Let’s take CVS. Its transformation from the Chain Value Store drugstore chain founded in 1963 to the sixth-largest company on the Fortune 500 began in earnest in 2007, when it bought pharmacy benefits manager Caremark for $21 billion. While that deal proved beneficial to CVS, notably by helping to build a larger mail-order pharmacy and making it a big player in the booming pharmacy benefit manager (PBM) market, later deals were too costly and made CVS too unwieldy to manage effectively. In 2018, CVS paid $68 billion for Aetna (where Lynch had been for years) at a 73% premium. It followed that up with a $10.5 billion deal last year for Oak Street Health, owner of over 200 centers in 25 states providing care for the elderly, and it also acquired Signify Health, a health care analytics provider, for $8 billion. (To be fair, deals like the one to buy Target’s pharmacy business in 2015 have worked out well.)
Although Lynch had come from Aetna, acquiring it was not in fact her idea. The plan was hatched by the CEO before her, Larry Merlo, who handpicked her as his successor. But she bought into the strategy full-on. Her idea was to make CVS a one-stop shop for pharmacy services and basic care, thanks to hands-on, data-driven management from its in-house insurer that reminded folks to refill prescriptions and get their annual physical.
Walgreens, in contrast, doubled down too much on physical drugstores for years. In 2014, Walgreens finalized buying British druggist Boots for $22 billion in a bid to create the first international drugstore operator. The architect of that deal, Stefano Pessina, later became CEO and then pushed in 2015 to buy Rite Aid for $17 billion.

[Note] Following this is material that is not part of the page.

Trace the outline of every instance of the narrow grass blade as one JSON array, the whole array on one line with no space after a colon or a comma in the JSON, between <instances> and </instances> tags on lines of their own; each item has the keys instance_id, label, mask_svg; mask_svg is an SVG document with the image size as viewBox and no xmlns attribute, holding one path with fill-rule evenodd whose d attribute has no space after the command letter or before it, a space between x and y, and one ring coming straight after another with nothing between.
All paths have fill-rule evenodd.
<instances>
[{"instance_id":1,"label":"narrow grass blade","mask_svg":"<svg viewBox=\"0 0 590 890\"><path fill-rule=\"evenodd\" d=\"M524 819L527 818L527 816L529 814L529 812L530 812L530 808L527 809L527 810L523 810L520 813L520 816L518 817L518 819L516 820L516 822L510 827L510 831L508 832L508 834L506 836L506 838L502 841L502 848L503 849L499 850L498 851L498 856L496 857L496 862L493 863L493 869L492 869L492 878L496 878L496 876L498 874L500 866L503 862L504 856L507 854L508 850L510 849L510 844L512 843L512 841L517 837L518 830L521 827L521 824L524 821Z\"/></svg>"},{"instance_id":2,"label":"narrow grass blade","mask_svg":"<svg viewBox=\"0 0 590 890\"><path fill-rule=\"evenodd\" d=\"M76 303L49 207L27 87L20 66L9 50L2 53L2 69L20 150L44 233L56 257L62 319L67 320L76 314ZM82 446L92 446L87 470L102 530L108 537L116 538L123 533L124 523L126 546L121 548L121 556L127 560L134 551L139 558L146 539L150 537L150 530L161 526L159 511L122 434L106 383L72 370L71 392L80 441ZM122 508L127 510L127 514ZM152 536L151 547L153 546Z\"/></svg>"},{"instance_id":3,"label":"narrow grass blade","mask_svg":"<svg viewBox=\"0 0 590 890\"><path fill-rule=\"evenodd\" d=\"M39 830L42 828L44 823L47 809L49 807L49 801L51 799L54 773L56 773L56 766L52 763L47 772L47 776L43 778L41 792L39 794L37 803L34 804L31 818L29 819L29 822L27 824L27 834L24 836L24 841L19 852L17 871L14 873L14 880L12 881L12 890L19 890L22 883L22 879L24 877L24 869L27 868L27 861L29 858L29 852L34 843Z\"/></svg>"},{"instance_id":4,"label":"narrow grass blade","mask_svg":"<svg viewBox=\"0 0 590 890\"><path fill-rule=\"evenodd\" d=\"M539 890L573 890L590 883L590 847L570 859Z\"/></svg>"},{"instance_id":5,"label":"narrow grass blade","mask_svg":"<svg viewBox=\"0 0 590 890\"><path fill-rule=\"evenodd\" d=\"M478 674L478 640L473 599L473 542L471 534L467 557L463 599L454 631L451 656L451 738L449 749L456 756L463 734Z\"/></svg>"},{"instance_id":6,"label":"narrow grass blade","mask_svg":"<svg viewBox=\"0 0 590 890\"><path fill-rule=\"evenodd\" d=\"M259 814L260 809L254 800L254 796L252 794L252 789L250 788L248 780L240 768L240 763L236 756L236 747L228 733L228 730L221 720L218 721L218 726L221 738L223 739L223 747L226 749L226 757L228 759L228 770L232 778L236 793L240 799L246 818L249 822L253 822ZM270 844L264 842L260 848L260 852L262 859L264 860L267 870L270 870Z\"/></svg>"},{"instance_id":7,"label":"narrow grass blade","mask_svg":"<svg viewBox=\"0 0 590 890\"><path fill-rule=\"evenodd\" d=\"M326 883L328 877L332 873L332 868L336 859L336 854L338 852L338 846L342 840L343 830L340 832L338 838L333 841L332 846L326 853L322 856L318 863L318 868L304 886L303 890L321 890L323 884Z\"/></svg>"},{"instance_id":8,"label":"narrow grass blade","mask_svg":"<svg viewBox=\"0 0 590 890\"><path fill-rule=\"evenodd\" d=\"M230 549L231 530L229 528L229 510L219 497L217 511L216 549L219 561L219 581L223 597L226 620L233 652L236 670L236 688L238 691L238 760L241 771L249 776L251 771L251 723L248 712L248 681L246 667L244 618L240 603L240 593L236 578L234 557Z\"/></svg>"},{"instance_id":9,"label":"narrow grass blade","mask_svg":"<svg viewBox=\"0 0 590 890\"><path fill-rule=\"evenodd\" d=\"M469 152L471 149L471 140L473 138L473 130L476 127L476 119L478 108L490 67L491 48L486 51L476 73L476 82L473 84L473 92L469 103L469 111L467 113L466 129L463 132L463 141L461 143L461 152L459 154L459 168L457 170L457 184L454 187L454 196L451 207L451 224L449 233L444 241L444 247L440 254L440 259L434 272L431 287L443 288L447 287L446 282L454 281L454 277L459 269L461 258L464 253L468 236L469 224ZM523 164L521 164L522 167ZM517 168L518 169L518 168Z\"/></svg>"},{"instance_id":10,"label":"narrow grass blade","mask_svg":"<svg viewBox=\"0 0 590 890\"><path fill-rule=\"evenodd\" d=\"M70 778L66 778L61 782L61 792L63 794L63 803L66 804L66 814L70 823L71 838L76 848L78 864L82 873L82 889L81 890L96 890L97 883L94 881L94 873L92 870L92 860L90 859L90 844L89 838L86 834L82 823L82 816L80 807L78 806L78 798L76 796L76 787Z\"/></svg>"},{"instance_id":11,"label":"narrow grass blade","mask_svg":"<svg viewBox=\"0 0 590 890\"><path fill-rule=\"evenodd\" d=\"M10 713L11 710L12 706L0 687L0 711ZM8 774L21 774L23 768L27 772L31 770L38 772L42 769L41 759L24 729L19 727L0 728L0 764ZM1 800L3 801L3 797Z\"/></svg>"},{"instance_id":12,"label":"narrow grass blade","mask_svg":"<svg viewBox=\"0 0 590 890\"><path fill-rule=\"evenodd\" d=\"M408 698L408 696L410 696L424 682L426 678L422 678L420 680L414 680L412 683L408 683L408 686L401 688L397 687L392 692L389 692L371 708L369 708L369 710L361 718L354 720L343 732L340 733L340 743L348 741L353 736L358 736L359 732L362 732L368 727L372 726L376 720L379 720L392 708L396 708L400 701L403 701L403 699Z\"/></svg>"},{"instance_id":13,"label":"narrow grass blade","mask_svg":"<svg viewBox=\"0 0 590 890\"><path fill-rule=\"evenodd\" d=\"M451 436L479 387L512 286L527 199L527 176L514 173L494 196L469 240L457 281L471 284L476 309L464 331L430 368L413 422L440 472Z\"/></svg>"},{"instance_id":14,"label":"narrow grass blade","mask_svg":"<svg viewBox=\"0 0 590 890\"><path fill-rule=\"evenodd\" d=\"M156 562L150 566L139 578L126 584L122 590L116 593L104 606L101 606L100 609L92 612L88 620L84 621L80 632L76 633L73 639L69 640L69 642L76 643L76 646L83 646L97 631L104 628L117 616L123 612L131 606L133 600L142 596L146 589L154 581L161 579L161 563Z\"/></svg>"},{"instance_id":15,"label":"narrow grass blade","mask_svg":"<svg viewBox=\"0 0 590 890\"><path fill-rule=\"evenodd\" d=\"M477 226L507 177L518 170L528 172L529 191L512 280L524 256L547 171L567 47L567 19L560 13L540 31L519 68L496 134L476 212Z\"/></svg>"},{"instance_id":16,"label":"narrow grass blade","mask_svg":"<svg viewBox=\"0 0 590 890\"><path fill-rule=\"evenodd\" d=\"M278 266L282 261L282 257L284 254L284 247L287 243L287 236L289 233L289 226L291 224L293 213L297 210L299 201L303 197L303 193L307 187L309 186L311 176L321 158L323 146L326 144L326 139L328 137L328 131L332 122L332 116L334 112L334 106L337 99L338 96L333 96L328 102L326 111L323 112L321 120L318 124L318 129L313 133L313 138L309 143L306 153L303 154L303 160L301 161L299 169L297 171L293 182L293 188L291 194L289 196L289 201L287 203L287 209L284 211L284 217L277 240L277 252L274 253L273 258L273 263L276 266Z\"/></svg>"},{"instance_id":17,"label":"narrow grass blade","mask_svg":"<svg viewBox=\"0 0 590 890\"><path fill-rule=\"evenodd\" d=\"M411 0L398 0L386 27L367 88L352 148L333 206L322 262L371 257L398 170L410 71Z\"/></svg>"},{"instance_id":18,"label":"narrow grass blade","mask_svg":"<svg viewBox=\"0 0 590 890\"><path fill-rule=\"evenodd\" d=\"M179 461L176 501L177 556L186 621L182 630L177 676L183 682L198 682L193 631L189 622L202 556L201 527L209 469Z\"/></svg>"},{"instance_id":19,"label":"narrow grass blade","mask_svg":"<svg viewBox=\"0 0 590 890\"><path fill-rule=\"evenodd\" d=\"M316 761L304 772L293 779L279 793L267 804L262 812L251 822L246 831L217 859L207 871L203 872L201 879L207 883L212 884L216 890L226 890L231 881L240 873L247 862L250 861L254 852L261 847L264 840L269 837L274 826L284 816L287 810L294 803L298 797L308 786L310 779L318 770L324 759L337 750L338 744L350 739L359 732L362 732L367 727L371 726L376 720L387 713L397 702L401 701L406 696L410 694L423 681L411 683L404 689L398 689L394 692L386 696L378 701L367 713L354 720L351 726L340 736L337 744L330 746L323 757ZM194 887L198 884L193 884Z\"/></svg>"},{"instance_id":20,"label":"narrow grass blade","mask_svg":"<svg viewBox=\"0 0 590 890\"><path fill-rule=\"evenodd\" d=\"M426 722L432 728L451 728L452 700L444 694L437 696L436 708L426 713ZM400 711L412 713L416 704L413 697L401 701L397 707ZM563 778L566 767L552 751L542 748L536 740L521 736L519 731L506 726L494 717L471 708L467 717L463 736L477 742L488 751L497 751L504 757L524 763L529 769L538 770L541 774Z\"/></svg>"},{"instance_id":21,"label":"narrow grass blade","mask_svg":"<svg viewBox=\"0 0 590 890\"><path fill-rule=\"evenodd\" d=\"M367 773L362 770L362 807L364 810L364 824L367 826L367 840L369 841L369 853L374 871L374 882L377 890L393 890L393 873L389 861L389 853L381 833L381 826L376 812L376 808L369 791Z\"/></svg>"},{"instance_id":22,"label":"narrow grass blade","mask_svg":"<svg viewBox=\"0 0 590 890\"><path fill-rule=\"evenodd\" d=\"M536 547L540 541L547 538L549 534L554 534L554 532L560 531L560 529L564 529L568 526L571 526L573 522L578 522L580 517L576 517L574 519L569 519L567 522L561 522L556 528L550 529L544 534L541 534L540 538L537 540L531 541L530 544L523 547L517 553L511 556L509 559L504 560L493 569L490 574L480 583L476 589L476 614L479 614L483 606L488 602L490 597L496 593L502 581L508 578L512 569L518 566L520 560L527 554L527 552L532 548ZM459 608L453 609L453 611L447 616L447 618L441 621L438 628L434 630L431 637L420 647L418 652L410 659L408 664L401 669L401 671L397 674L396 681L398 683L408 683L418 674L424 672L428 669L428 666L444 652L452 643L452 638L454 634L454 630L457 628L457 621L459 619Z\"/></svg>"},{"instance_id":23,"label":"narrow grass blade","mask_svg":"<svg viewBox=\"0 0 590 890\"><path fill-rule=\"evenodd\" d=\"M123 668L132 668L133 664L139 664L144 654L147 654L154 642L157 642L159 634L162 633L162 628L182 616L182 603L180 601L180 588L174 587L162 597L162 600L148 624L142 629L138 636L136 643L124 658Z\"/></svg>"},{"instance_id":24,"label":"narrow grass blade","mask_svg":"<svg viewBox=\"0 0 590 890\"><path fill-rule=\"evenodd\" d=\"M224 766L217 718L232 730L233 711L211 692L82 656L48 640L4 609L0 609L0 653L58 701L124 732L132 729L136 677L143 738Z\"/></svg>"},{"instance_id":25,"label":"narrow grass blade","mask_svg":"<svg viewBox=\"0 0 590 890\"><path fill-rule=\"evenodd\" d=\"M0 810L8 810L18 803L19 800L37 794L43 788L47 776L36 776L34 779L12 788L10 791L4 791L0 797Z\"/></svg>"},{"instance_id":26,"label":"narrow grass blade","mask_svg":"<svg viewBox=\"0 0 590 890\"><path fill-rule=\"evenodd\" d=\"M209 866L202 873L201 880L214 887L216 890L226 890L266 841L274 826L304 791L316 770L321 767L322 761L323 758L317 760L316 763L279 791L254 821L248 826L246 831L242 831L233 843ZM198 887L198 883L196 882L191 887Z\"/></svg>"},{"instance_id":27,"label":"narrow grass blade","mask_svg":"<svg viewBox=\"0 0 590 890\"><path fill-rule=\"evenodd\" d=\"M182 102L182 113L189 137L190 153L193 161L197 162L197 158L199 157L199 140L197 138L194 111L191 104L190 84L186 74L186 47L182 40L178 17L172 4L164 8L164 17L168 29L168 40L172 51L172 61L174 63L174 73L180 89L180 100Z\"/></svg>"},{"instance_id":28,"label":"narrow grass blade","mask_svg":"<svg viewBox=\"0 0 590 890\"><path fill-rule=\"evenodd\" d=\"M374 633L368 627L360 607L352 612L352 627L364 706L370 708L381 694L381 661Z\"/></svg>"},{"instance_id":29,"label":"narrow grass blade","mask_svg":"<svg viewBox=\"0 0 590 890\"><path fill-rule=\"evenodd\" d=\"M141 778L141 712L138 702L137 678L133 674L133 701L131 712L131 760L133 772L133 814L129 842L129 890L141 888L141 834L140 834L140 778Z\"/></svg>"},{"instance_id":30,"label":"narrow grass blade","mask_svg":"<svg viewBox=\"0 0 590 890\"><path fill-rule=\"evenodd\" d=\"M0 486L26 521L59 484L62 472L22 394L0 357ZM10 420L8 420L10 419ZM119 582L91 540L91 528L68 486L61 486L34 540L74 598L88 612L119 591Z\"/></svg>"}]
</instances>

Two years later, after intense regulatory scrutiny, Pessina scaled down the Rite Aid deal and Walgreens bought 2,000 of its 5,000 stores, many of which overlapped with existing Walgreens and were rather shabby.
Walgreens’ more recent M&A veered away from traditional drugstores but was still not a success. In 2021, it took a majority stake in primary-care clinic chain VillageMD for some $5 billion, only to write down much of that earlier this year after Walgreens decided to scale back the business.
And now Walgreens is closing many of the Rite Aid locations it bought, meaning that deal was akin to setting a good chunk of that $5.2 billion on fire. (Walgreens has also failed to sell off Boots, which had once been thriving but has struggled more recently.) The result of Walgreens’ M&A activity in the last decade is that shares are down 85% from their highs in 2015 when Pessina became CEO.
And now leaders at these chains have to figure out what to make of the haphazard assets they have been left with. At CVS, activist shareholders fed up with the weak stock performance have an idea: Ironically, they are pushing for the company to consider breaking itself up, undoing much of the M&A that took up the last 18 years.